The Oregon Legislature is considering a new Bill (Senate Bill 120) that will revolutionize the state’s public pension system and (I hope) serve as a model for other US states considering pension reform. What’s so important about SB120? Well, let's see. It will...

"Establish the Oregon Investment Council as public corporation to be governed by board of directors and supervised by executive director. Change name to Oregon Investment Corporation. ... Transfer duties of council, and State Treasurer as investment officer, to corporation... Establish Oregon Investment Corporation Fund and continuously appropriate moneys in fund to corporation for expenses of corporation. Exempt corporation from certain laws regulating government entities.’"

In short, SB120 will transform the $74 billion public OIC into a quasi-governmental corporation and endow it with a mandate and governance to build a professional and sophisticated investment organization (arguably in the image of some of its Canadian neighbors, such as bcIMC and AIMCo).

For more details on how it will do so, here is a jewel from the Bill:

“[The new OIC will] employ persons as it determines necessary or desirable to carry out the mission and powers of the corporation,” and “The executive director shall prescribe the duties and fix the compensation of the corporation’s employees, in accordance with the personnel policies adopted by the board.”

As I’ve argued time and time again, it’s paramount that public pension funds be able to hire and retain the best and brightest minds. In fact, in a recent paper, I argued, “Recruitment and retention of talented individuals is the single most important factor driving the success of any investment organization”. So, by taking budget authority for the OIC from the Treasury, this Bill will greatly improve the OIC’s ability to pay competitive salaries and properly resource their investment organization. This, in turn, will lead to it recruiting some top people.

Put simply, politicians generally do NOT have the appetite to pay internal teams the millions of bucks it takes to hire the best and the brightest (even if it means saving the state 10x in terms of external fees paid). As a rule, I find it far better to put the resourcing decisions in the hands of a highly competent Board of Directors.

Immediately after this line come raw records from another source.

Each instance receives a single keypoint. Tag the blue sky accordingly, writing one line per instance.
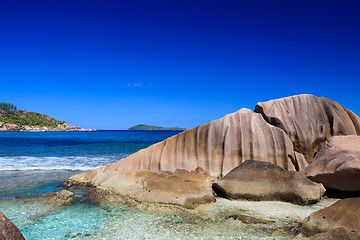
(114, 64)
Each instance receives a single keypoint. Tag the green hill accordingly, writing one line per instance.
(10, 115)
(148, 127)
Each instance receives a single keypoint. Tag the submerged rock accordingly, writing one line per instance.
(344, 213)
(8, 231)
(181, 187)
(337, 165)
(60, 198)
(309, 120)
(255, 180)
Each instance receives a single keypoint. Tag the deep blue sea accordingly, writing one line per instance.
(33, 163)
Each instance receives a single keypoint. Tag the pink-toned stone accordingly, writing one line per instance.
(337, 165)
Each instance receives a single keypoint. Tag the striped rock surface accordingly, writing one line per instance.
(218, 147)
(309, 121)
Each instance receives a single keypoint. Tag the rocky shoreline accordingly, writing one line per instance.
(280, 138)
(291, 150)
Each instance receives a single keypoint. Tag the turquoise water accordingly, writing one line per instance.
(33, 163)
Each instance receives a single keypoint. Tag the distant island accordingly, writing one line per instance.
(148, 127)
(12, 119)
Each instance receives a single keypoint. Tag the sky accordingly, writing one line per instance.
(114, 64)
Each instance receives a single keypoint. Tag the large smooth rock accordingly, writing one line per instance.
(344, 213)
(309, 121)
(217, 147)
(255, 180)
(337, 165)
(8, 231)
(187, 189)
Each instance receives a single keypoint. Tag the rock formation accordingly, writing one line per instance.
(8, 231)
(309, 120)
(217, 147)
(337, 234)
(187, 189)
(255, 180)
(286, 132)
(337, 165)
(344, 213)
(56, 199)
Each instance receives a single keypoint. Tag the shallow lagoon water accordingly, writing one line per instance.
(87, 220)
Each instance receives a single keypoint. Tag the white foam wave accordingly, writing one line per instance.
(83, 163)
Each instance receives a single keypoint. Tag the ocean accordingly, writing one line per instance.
(33, 163)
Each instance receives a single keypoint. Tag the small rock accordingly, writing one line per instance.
(344, 213)
(60, 198)
(256, 180)
(251, 220)
(8, 231)
(337, 234)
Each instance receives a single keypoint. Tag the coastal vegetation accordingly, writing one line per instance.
(148, 127)
(12, 119)
(10, 115)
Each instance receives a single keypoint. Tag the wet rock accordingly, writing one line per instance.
(337, 165)
(8, 231)
(60, 198)
(337, 234)
(181, 187)
(255, 180)
(344, 213)
(309, 120)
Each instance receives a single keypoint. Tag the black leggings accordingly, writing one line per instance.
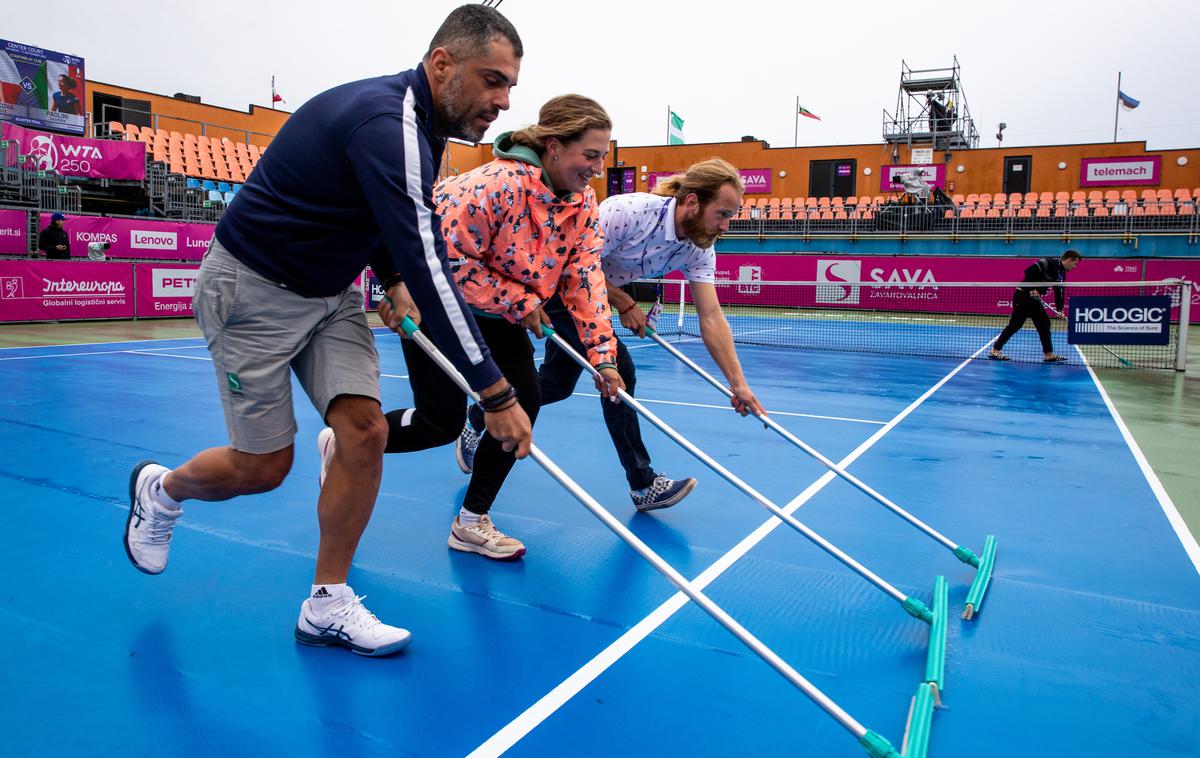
(558, 376)
(439, 407)
(1026, 307)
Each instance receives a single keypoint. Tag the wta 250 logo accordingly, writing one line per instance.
(43, 154)
(844, 276)
(48, 155)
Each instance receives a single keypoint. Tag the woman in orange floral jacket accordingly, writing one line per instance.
(520, 230)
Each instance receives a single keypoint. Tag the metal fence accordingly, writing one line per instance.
(1143, 217)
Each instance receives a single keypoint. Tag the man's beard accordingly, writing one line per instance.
(693, 227)
(455, 118)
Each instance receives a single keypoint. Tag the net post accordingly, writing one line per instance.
(1181, 355)
(679, 324)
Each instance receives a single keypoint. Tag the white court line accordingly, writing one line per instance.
(30, 358)
(87, 344)
(189, 358)
(773, 413)
(1156, 485)
(552, 701)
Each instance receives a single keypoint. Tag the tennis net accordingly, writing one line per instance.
(1108, 324)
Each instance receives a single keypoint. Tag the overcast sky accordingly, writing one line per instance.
(1048, 68)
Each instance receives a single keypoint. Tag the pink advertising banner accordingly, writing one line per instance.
(79, 156)
(12, 233)
(757, 180)
(1122, 170)
(934, 174)
(913, 280)
(163, 290)
(135, 238)
(39, 290)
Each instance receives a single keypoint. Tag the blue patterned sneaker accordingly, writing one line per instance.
(663, 493)
(465, 449)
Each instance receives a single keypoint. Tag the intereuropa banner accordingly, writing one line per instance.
(41, 88)
(78, 156)
(165, 290)
(135, 238)
(12, 233)
(39, 290)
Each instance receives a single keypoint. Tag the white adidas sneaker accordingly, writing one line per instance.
(149, 525)
(352, 626)
(325, 445)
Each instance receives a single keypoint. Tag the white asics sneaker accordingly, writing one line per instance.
(352, 626)
(325, 446)
(149, 525)
(485, 539)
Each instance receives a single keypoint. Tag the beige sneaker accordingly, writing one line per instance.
(485, 539)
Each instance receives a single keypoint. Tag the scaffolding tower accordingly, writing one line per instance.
(931, 110)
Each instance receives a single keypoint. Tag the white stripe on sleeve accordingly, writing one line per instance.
(425, 228)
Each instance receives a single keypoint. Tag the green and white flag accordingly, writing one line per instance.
(675, 128)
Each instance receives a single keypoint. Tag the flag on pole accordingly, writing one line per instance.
(675, 128)
(805, 112)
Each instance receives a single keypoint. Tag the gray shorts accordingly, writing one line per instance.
(259, 332)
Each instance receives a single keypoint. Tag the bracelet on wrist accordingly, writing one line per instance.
(496, 401)
(496, 410)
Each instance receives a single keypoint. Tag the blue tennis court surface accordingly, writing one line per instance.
(1086, 644)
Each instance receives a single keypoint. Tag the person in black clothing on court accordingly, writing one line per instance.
(53, 240)
(1027, 304)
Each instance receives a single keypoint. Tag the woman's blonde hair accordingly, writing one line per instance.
(703, 179)
(564, 118)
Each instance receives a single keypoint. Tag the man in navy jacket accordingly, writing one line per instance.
(348, 178)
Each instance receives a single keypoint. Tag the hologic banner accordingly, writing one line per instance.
(79, 156)
(757, 180)
(135, 238)
(165, 289)
(1134, 319)
(41, 88)
(39, 290)
(12, 233)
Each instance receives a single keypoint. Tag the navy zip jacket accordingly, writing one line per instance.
(347, 179)
(1047, 271)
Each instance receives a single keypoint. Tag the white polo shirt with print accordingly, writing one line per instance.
(640, 241)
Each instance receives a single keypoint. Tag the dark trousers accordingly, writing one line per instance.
(438, 407)
(1026, 307)
(558, 377)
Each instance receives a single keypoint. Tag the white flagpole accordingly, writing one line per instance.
(1117, 116)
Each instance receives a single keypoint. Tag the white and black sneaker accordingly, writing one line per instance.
(349, 625)
(466, 446)
(661, 493)
(149, 524)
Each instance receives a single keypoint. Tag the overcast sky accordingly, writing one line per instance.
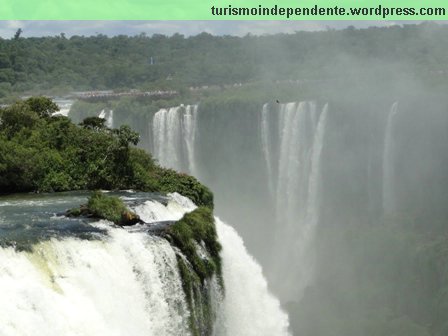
(239, 28)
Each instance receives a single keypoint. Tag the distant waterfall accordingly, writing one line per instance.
(265, 141)
(127, 282)
(297, 183)
(389, 162)
(173, 137)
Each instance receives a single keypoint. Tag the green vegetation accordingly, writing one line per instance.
(198, 227)
(58, 65)
(186, 185)
(42, 153)
(195, 236)
(101, 206)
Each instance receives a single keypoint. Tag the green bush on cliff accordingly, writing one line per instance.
(44, 153)
(196, 228)
(186, 185)
(111, 208)
(195, 236)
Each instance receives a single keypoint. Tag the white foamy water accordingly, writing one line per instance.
(174, 136)
(295, 179)
(128, 283)
(248, 307)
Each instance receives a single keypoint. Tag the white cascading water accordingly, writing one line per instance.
(108, 115)
(248, 307)
(128, 284)
(265, 142)
(190, 122)
(174, 133)
(64, 106)
(301, 136)
(389, 163)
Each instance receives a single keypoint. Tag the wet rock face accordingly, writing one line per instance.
(100, 206)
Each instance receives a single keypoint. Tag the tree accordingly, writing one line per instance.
(94, 123)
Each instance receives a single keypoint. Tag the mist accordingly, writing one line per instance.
(326, 151)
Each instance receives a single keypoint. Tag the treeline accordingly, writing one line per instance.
(41, 152)
(59, 64)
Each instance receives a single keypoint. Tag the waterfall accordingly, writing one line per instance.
(125, 285)
(389, 162)
(248, 307)
(300, 142)
(190, 118)
(265, 142)
(173, 137)
(108, 115)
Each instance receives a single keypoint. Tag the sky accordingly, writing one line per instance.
(237, 28)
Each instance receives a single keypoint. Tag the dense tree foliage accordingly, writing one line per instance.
(63, 64)
(40, 152)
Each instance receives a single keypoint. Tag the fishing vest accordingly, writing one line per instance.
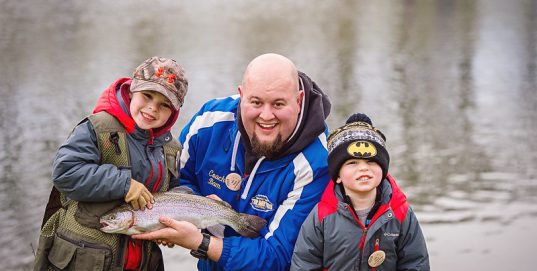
(70, 238)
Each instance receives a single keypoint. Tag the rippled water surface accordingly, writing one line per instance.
(452, 84)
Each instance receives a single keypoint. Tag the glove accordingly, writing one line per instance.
(138, 196)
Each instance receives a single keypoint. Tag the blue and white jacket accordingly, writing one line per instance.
(282, 190)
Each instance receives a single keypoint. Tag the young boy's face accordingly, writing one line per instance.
(150, 109)
(360, 176)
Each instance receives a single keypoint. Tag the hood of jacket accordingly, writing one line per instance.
(115, 100)
(315, 109)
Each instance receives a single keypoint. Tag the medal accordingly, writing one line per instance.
(233, 181)
(376, 258)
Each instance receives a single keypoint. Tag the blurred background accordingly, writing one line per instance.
(451, 83)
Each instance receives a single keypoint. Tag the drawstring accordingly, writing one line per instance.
(234, 154)
(301, 111)
(251, 178)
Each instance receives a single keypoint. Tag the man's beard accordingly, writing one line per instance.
(267, 149)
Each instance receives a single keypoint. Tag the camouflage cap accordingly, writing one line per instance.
(162, 75)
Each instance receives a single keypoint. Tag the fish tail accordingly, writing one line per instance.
(250, 225)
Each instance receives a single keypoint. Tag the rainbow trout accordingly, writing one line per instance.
(181, 204)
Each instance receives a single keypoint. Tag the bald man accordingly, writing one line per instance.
(263, 152)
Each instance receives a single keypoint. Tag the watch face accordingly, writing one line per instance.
(201, 252)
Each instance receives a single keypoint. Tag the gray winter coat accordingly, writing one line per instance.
(332, 238)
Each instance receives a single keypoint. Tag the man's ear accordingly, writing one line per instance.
(239, 89)
(300, 98)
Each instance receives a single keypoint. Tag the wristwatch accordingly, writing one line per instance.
(201, 252)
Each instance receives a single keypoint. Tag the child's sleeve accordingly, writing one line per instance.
(412, 252)
(77, 172)
(308, 251)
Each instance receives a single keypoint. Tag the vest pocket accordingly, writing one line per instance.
(67, 254)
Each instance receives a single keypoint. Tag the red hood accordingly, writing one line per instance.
(109, 103)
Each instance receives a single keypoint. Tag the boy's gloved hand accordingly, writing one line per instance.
(138, 196)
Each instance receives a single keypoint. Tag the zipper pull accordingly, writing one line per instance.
(114, 138)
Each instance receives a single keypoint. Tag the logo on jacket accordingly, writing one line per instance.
(261, 203)
(362, 149)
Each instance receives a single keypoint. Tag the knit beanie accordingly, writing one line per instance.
(357, 139)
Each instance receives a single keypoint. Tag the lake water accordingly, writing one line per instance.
(452, 84)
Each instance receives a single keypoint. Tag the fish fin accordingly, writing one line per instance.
(250, 225)
(182, 189)
(217, 230)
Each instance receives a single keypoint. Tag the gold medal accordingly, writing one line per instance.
(233, 181)
(376, 258)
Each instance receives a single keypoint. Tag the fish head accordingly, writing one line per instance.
(117, 222)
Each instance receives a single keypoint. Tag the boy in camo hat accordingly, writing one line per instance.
(123, 152)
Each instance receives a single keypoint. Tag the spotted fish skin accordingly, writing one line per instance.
(201, 211)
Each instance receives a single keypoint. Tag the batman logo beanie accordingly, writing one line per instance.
(357, 139)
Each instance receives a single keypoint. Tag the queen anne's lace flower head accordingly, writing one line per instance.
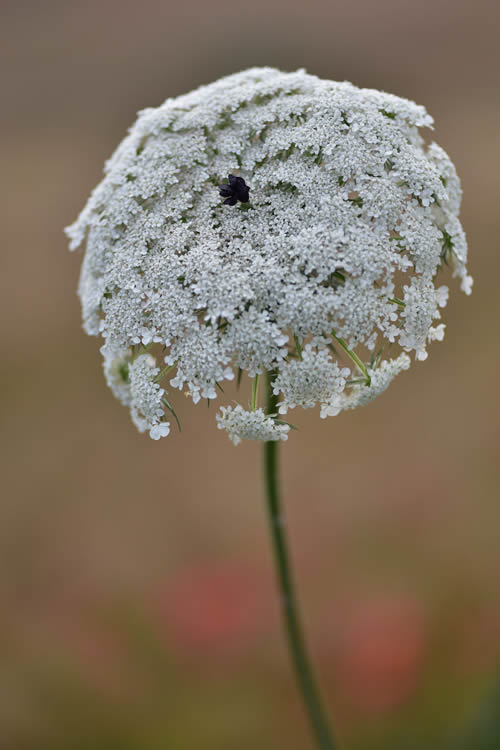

And, as far the Board goes, it’s useful to note that the new Corporation will have a five member Board, and four of the Directors are required to be “qualified” individuals in the field of finance and investment (... the fifth voting seat goes to the State Treasurer). Again, I think this is a fabulous way to build a Board of Directors; as a small, smart Board will be able to get a lot of creative things done.

In short, SB120 (if it passes) bodes quite well for the OIC. This is all about improving governance, aligning interests and saving on the massive external fees paid to managers by bringing some of those external mandates in house. In this regard, it could serve as a useful model for other American pension funds.

Anyway, I’ll leave the last word to the OIC Chairman Keith Larson: “The act is a good idea because it improves governance by better aligning responsibility and authority for managing PERS and other state funds. In addition, the act should save Oregon millions of dollars in fees and enable better risk management.”